Pick one strategy and stick with it throughout your workflow:

  1. Approach 1: toon only – Compact YAML-like output for direct reading

    • Use when: Reading output directly, no further processing needed
    • Token savings: ~40% reduction vs JSON
    • Example: exa-ai search "query" --output-format toon
  2. Approach 2: JSON + jq – Extract specific fields programmatically

    • Use when: Need to extract specific fields or pipe to other commands
    • Token savings: ~80-90% reduction (extracts only needed fields)
    • Example: exa-ai search "query" | jq -r '.results[].title'
  3. Approach 3: Schemas + jq – Structured data extraction with validation

    • Use when: Need consistent structured output across multiple queries
    • Token savings: ~85% reduction + consistent schema
    • Example: exa-ai search "query" --summary-schema '{...}' | jq -r '.results[].summary | fromjson'

Why: Mixing approaches increases complexity and token usage. Choosing one approach optimizes for your use case.

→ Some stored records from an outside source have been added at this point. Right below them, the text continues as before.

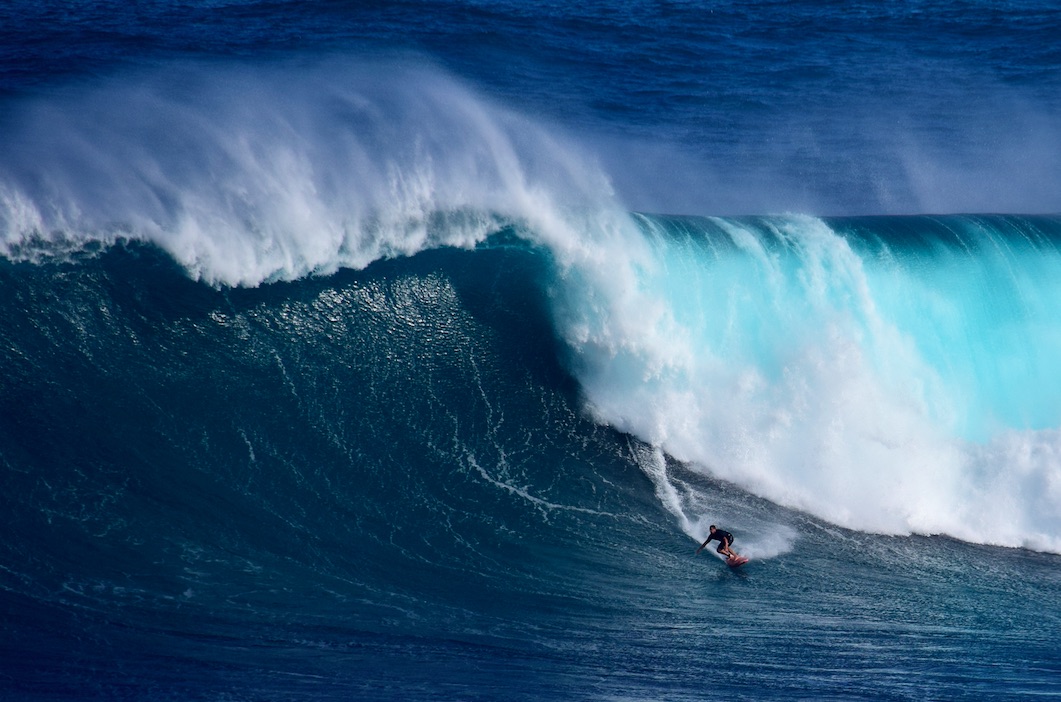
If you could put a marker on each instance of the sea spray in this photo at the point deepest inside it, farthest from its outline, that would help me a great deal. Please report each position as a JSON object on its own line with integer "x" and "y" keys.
{"x": 786, "y": 356}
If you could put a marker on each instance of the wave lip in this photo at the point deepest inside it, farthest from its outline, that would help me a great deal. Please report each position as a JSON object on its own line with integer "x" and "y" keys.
{"x": 246, "y": 174}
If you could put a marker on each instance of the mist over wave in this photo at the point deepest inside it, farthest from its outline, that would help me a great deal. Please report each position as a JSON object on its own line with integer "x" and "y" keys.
{"x": 272, "y": 173}
{"x": 859, "y": 375}
{"x": 890, "y": 375}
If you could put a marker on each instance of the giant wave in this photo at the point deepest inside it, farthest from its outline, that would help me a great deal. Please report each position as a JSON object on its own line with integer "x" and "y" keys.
{"x": 889, "y": 374}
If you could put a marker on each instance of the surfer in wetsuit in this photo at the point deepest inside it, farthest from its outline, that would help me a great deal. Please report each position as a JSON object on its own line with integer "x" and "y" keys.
{"x": 724, "y": 538}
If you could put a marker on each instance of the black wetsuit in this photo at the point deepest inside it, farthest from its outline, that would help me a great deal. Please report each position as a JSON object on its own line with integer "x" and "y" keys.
{"x": 725, "y": 539}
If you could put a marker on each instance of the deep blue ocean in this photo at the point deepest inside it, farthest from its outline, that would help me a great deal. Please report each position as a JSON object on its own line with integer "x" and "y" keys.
{"x": 406, "y": 350}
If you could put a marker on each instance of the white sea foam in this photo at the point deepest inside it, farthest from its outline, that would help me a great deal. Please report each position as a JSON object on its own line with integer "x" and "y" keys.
{"x": 782, "y": 365}
{"x": 777, "y": 363}
{"x": 246, "y": 175}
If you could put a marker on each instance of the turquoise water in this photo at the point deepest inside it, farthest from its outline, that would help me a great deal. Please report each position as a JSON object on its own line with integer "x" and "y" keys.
{"x": 348, "y": 352}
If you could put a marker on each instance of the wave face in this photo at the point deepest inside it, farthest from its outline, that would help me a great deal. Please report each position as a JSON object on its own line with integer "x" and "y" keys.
{"x": 887, "y": 374}
{"x": 344, "y": 356}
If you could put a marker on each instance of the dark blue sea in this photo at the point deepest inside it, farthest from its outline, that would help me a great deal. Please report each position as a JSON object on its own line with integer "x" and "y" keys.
{"x": 406, "y": 350}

Shell Command Best Practices

MUST: Run commands directly, parse separately

Applies to: monitor, search (websets), research, and all skills using complex commands

When using the Bash tool with complex shell syntax, run commands directly and parse output in separate steps:

# ❌ WRONG - nested command substitution
webset_id=$(exa-ai webset-create --search '{"query":"..."}' | jq -r '.webset_id')

# ✅ CORRECT - run directly, then parse
exa-ai webset-create --search '{"query":"..."}'
# Then in a follow-up command:
webset_id=$(cat output.json | jq -r '.webset_id')

Why: Complex nested $(...) command substitutions can fail unpredictably in shell environments. Running commands directly and parsing separately improves reliability and makes debugging easier.

MUST NOT: Use nested command substitutions

Applies to: All skills when using complex multi-step operations

Avoid nesting multiple levels of command substitution:

# ❌ WRONG - deeply nested
result=$(exa-ai search "$(cat query.txt | tr '\n' ' ')" --num-results $(cat config.json | jq -r '.count'))

# ✅ CORRECT - sequential steps
query=$(cat query.txt | tr '\n' ' ')
count=$(cat config.json | jq -r '.count')
exa-ai search "$query" --num-results $count

Why: Nested command substitutions are fragile and hard to debug when they fail. Sequential steps make each operation explicit and easier to troubleshoot.

SHOULD: Break complex commands into sequential steps

Applies to: All skills when working with multi-step workflows

For readability and reliability, break complex operations into clear sequential steps:

# ❌ Less maintainable - everything in one line
exa-ai webset-create --search '{"query":"startups","count":1}' | jq -r '.webset_id' | xargs -I {} exa-ai webset-search-create {} --query "AI" --behavior override

# ✅ More maintainable - clear steps
exa-ai webset-create --search '{"query":"startups","count":1}'
webset_id=$(jq -r '.webset_id' < output.json)
exa-ai webset-search-create $webset_id --query "AI" --behavior override

Why: Sequential steps are easier to understand, debug, and modify. Each step can be verified independently.